Le retour des néonazis: menace réelle ou outil d’alibi?
Les formations d'extrême droite comptent sur les élections européennes du 25 mai pour se rassembler et faire entendre la voix de ceux qui considèrent l'Union européenne comme "un monstre politique".
En France, au Royaume-Uni, au Danemark, en Finlande, aux Pays-Bas, en Autriche, en Hongrie, les partis eurosceptiques et europhobes pourraient arriver en tête ou à la deuxième place.
En Allemagne même, l'AfD (Alternative für Deutschland) qui demande l'abandon de l'euro, devrait obtenir des sièges. Le parti néonazi NPD prétend lui aussi à un élu.
La faible reprise enregistrée en Europe ne parvient pas à faire oublier lamontée du chômage au cours de ces cinq dernières années. Face à des citoyens qui estiment que l'Europe ne les protège plus, les europhobes proposent des remèdes fondés sur la recherche d'une souveraineté perdue: l'immigration, l'euro, la mondialisation, la libre-circulation sont devenus autant de boucs émissaires.
Mais même avec un groupe politique, il est peu probable que l'extrême droite pèse d'un grand poids au Parlement européen. Et même en occupant un tiers du Parlement, les populistes devraient se cantonner à "un rôle de poil à gratter des institutions", assure un responsable du Parlement européen.

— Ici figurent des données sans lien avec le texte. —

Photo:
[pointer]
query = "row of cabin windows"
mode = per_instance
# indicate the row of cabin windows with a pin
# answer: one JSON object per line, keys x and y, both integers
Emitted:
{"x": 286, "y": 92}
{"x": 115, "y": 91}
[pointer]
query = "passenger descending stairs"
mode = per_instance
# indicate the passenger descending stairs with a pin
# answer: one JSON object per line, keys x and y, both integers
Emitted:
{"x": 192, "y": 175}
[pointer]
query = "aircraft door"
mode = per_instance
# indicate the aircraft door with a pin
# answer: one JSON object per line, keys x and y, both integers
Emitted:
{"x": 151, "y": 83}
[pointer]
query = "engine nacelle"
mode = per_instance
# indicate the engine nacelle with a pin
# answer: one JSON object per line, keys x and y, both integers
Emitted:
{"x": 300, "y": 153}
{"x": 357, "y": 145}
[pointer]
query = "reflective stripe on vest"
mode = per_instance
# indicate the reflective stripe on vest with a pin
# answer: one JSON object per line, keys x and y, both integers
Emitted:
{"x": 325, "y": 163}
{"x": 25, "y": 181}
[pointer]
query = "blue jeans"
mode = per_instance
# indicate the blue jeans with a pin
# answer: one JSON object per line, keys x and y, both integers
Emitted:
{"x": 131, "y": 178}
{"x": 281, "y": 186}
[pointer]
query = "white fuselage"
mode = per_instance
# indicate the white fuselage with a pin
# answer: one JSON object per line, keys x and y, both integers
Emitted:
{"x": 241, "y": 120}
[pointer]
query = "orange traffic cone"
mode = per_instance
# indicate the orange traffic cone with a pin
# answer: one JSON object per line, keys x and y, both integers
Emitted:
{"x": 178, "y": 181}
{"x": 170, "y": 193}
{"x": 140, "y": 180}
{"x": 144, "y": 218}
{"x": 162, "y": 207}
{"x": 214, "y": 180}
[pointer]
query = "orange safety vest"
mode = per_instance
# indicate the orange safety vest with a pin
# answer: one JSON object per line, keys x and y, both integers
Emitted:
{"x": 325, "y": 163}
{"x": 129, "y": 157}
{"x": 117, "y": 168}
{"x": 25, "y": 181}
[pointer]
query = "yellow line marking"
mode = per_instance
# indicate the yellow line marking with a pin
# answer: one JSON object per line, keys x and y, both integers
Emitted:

Avoir un groupe politique permettra aux europhobes de ne plus être considérés comme des "sous-députés", a expliqué récemment la présidente du FN français, Marine Le Pen, en soutenant que, en tant que "non-inscrit", elle ne pouvait pas obtenir la responsabilité d'un rapport ou déposer des amendements, ce qui, en réalité, n'est pas interdit par le règlement du Parlement.
Confortables subventions
Avoir un groupe permettra surtout à l'extrême droite de bénéficier de plus de moyens, notamment financiers. Actuellement, l'Alliance européenne pour la liberté (EAF), un mouvement pan-européen basé à Malte et qui rassemble notamment le FN, le Vlaams Belang belge et le Parti de la liberté d'Autriche (FP), reçoit près de 400.000 euros de subventions par an de la part du Parlement européen. Avec la constitution d'un groupe, la dotation pourrait s'élever, selon le nombre d'élus, entre un et trois millions d'euros.
"L'alliance des partis d'extrême droite est davantage un mariage d'intérêts qu'un mariage d'amour", résume un responsable du Parlement européen sous couvert de l'anonymat.
S'ils s'entendent sur quelques "valeurs" communes comme le refus du multiculturalisme, la dénonciation des partis traditionnels et "des élites", les partis d'extrême droite européenne sont traversés par de nombreuses divergences idéologiques.
Les ultras nationalistes du Parti de la Grande Roumanie (PRM), du Jobbik hongrois et du Parti national slovaque (SNS) -- qui comptent tous des eurodéputés -- se détestent cordialement.
Les partis des pays scandinaves (Vrais Finlandais ou Parti populaire danois), comme le parti europhobe britannique Ukip de Nigel Farage, qui milite pour la sortie de l'UE du Royaume-Uni, refusent de travailler avec le FN car ils estiment que ce parti a encore des composantes antisémites.
Le parti des Démocrates suédois (DS), pourtant membre de l'EAF, hésite également à siéger sur les mêmes bancs que le FN. "C'est parce qu'ils ne me connaissent pas encore assez", a commenté récemment Mme Le Pen. Soucieux de "dédiaboliser" son image, le FN ne veut travailler ni avec le Jobbik ni avec le parti grec néo-nazi Aube Dorée ou le British National Party (BNP), jugés "racistes".
Mais le naturel peut revenir au galop. L'artisan du rapprochement entre les partis d'extrême droite européens, l'Autrichien Andreas Mölzer, chef de file du FP aux européennes, a dû se retirer au début du mois après avoir tenu des propos ouvertement racistes. Le FP est le principal allié du FN en Europe.
Durant la dernière mandature, un élu italien de la Ligue du Nord, Mario Borghezio, avait été exclu du groupe Europe Libertés démocratie (EFD) de M. Farage, après des propos xénophobes. Il est prévu que les élus de ce mouvement
nationaliste siègent désormais avec le FN et ses autres alliés européens.